Küçük hanım geçen yıl babasıyla bir sirk deneyimi yaşasa da benim ilk sirk deneyimim olacağından ben ondan daha heyecanlıydım..
Evimizin dibinde kurulan Avrasya Sirki..
Hemen gitmek üzere plan yaptık..
Öykü bana ballandıra ballandıra geçen yıl gittiği sirki anlattıkça heyecanım daha da arttı..
Benim gibi daha önce hiç sirke gitmemiş olan Oğuzhan da planımıza dahil oldu ve sonunda geçen akşamların birinde gittik..



Fakir Balkan ülkeleri görünümünde kurulmuş bir lunaparkın ortasında kocaman bir sirk çadırı..
Önce kocaman bir pamukşeker aldık küçük hanıma, onu yiye yiye eski paslanmış aletleri gezdik..
Bunlara binmeye nasıl cesaret ediyor insanlar diye hayrete düştük..
Ben bikaç fotoğraf çektim..



Gösteri saati geldi ve biz de en önde yerlerimize kurulduk heyecanla :)
Sihirbazlık gösterileri ile başladı..
İçinden 3 kocaman tavşanı çıkardığı minicik kutu gösterisi hakikaten iyiydi..






Üstelik öncesinde kutunun içi de boştu, valla anlayamadık 3 tavşan neresinde saklanıyordu kutunun..
Tavşanlar fotoğrafta gördüğünüz kadar da büyüktü..




Sihirbazlık gösterilerinin ardından akrobasi gösterileri başladı..
Onlar nasıl lastik gibi vücutlardı inanılmaz..


Bir ara sahneye çocuk istediler..
Onlar minik çocuklara bakınsalar da seyirciler arasından, Öykü "ben de çıkmak istiyorum" diye söylenmeye başlayınca, “gerçekten istiyorsan çık sen de” dememle onun kendini sahneye atması bir oldu :)



Bu çocuktaki cesarete hayranım bişey diyemiyorum..
Fotoğraflar her şeyi anlatıyor zaten..


















2 dev ama gerçekten dev yılanla yapılan şovdan sonra da sirk bitti ?!??!
"Nasıl yaniii" diye biz birbirimize baksak da, Öyküyü “sen bizi kandırdın, hani nerde aslanlar, traplezden atlayan kızlar maymunlar” diye sıkıştırsak da sirk bitmişti..
Buna sirk değil akrobasi gösterileri desek daha doğru ad vermiş oluruz..
Ama topu topu 3TL lik gösteri de ancak bu kadar olur :)
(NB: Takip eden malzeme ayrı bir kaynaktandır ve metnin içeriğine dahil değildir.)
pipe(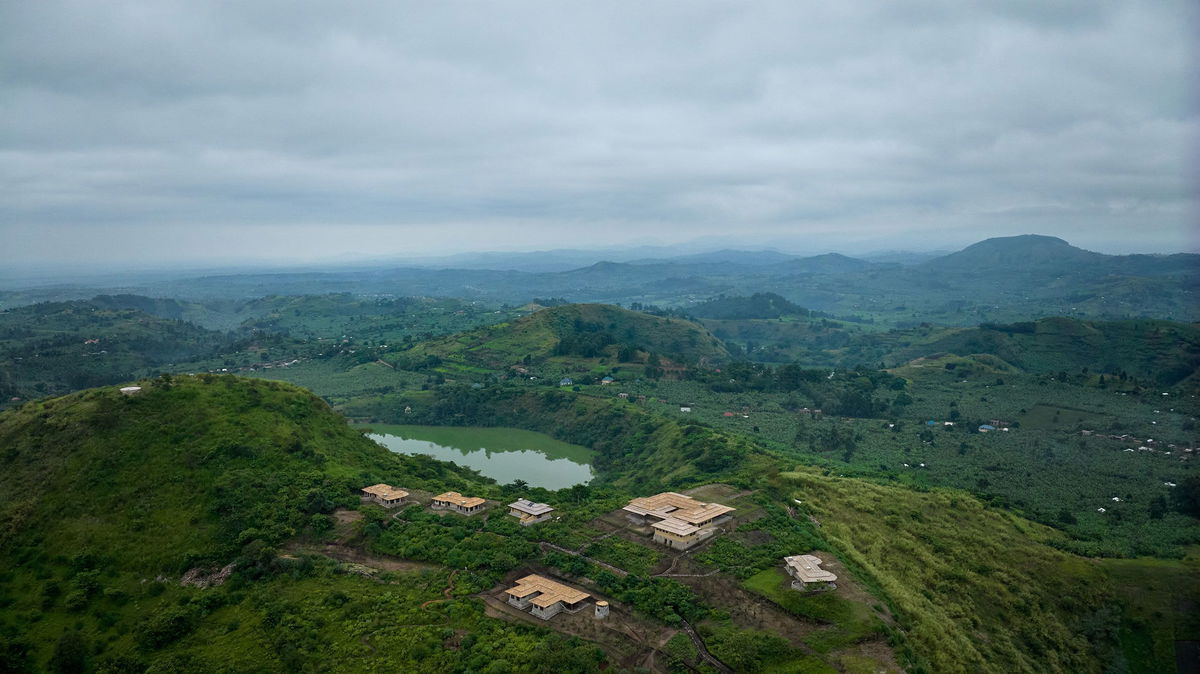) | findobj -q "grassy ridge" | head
[886,318,1200,386]
[0,375,487,573]
[397,299,728,372]
[779,471,1118,672]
Sirkten çıkınca, eski püskü aletlere binmek gibi bir ihtimalin sözkonusu bile olamayacağını hatırlatınca ben, sadece çarpışan arabalara bindiler Oğuzhanla ikisi..


Sonuç 3 liraya; kendimizi Macaristanda falan sandığımız gezici bir lunaparkın içinde ve akrobasi hareketleri, yılanlı gösteriler eşliğinde değişik bir akşam yaşadık..

Benim aklımda tek kalan şey Öykünün sahneye fırlayışı ve onu yukarılarda görmem !!